Beyond the excised ensemble: modelling elliptic curve L-functions with random matrices

TL;DR

This paper refines a random matrix model for elliptic curve L-functions by explaining the unexpectedly low cutoff and incorporating the detailed structure of the L-value distribution, improving the model's accuracy.

Contribution

It introduces a modified excised model that accounts for the distribution peaks of L-values, clarifying the low cutoff phenomenon and enhancing the modeling of elliptic curve L-functions.

Findings

The modified model explains the low cutoff in the excised ensemble.

Including the first peak of the L-value distribution improves model accuracy.
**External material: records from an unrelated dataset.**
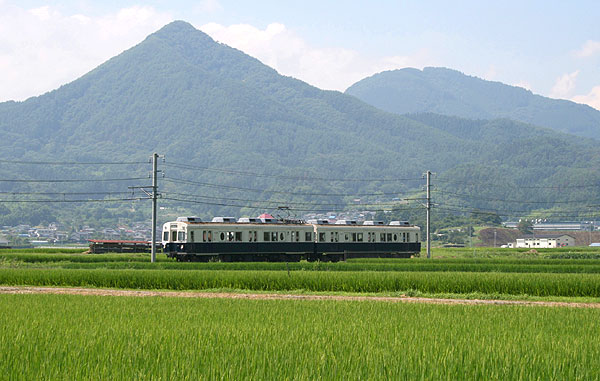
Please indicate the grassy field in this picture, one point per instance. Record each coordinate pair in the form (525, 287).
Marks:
(90, 337)
(520, 275)
(108, 337)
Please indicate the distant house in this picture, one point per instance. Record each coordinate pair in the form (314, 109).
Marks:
(544, 241)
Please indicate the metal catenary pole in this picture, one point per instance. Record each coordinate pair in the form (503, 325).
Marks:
(428, 207)
(154, 197)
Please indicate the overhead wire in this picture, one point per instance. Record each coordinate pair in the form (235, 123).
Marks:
(277, 202)
(285, 177)
(222, 186)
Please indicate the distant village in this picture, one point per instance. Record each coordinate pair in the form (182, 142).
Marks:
(56, 234)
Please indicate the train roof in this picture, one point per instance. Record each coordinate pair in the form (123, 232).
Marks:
(244, 221)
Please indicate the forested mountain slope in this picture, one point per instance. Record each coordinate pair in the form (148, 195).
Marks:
(199, 102)
(449, 92)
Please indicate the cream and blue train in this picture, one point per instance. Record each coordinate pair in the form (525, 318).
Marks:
(265, 239)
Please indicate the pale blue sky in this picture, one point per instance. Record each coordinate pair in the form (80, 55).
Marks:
(550, 47)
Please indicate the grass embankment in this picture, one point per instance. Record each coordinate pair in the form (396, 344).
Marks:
(76, 337)
(505, 277)
(537, 284)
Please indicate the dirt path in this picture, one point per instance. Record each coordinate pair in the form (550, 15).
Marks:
(212, 295)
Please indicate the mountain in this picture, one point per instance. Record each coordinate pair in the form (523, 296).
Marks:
(449, 92)
(218, 114)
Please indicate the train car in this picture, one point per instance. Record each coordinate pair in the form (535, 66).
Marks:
(258, 240)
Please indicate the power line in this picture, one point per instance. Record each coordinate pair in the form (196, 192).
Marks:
(219, 186)
(63, 193)
(263, 207)
(72, 180)
(71, 162)
(474, 211)
(75, 201)
(391, 203)
(504, 212)
(464, 195)
(489, 185)
(299, 178)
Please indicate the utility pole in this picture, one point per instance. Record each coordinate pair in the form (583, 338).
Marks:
(494, 238)
(154, 197)
(428, 207)
(152, 193)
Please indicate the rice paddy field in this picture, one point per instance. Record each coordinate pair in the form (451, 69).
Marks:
(122, 337)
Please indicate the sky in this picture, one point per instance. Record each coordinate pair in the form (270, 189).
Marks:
(549, 47)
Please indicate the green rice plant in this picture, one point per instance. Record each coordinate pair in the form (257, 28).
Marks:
(92, 337)
(569, 285)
The distribution of L-values is a superposition of multiple peaks.

Abstract

The `excised ensemble', a random matrix model for the zeros of quadratic twist families of elliptic curve $L$-functions, was introduced by Due\~nez, Huynh, Keating, Miller and Snaith. The excised model is motivated by a formula for central values of these $L$-functions in a paper by Kohnen and Zagier. This formula indicates that for a finite set of $L$-functions from a family of quadratic twists, the central values are all either zero or are greater than some positive cutoff. The excised model imposes this same condition on the central values of characteristic polynomials of matrices from $SO(2N)$. Strangely, the cutoff on the characteristic polynomials that results in a convincing model for the $L$-function zeros is significantly smaller than that which we would obtain by naively transferring Kohnen and Zagier's cutoff to the $SO(2N)$ ensemble. In this current paper we investigate a modification to the excised model. It lacks the simplicity of the original excised ensemble, but it serves to explain the reason for the unexpectedly low cutoff in the original excised model. Additionally, the distribution of central $L$-values is `choppier' than the distribution of characteristic polynomials, in the sense that it is a superposition of a series of peaks: the characteristic polynomial distribution is a smooth approximation to this. The excised model didn't attempt to incorporate these successive peaks, only the initial cutoff. Here we experiment with including some of the structure of the $L$-value distribution. The conclusion is that a critical feature of a good model is to associate the correct mass to the first peak of the $L$-value distribution.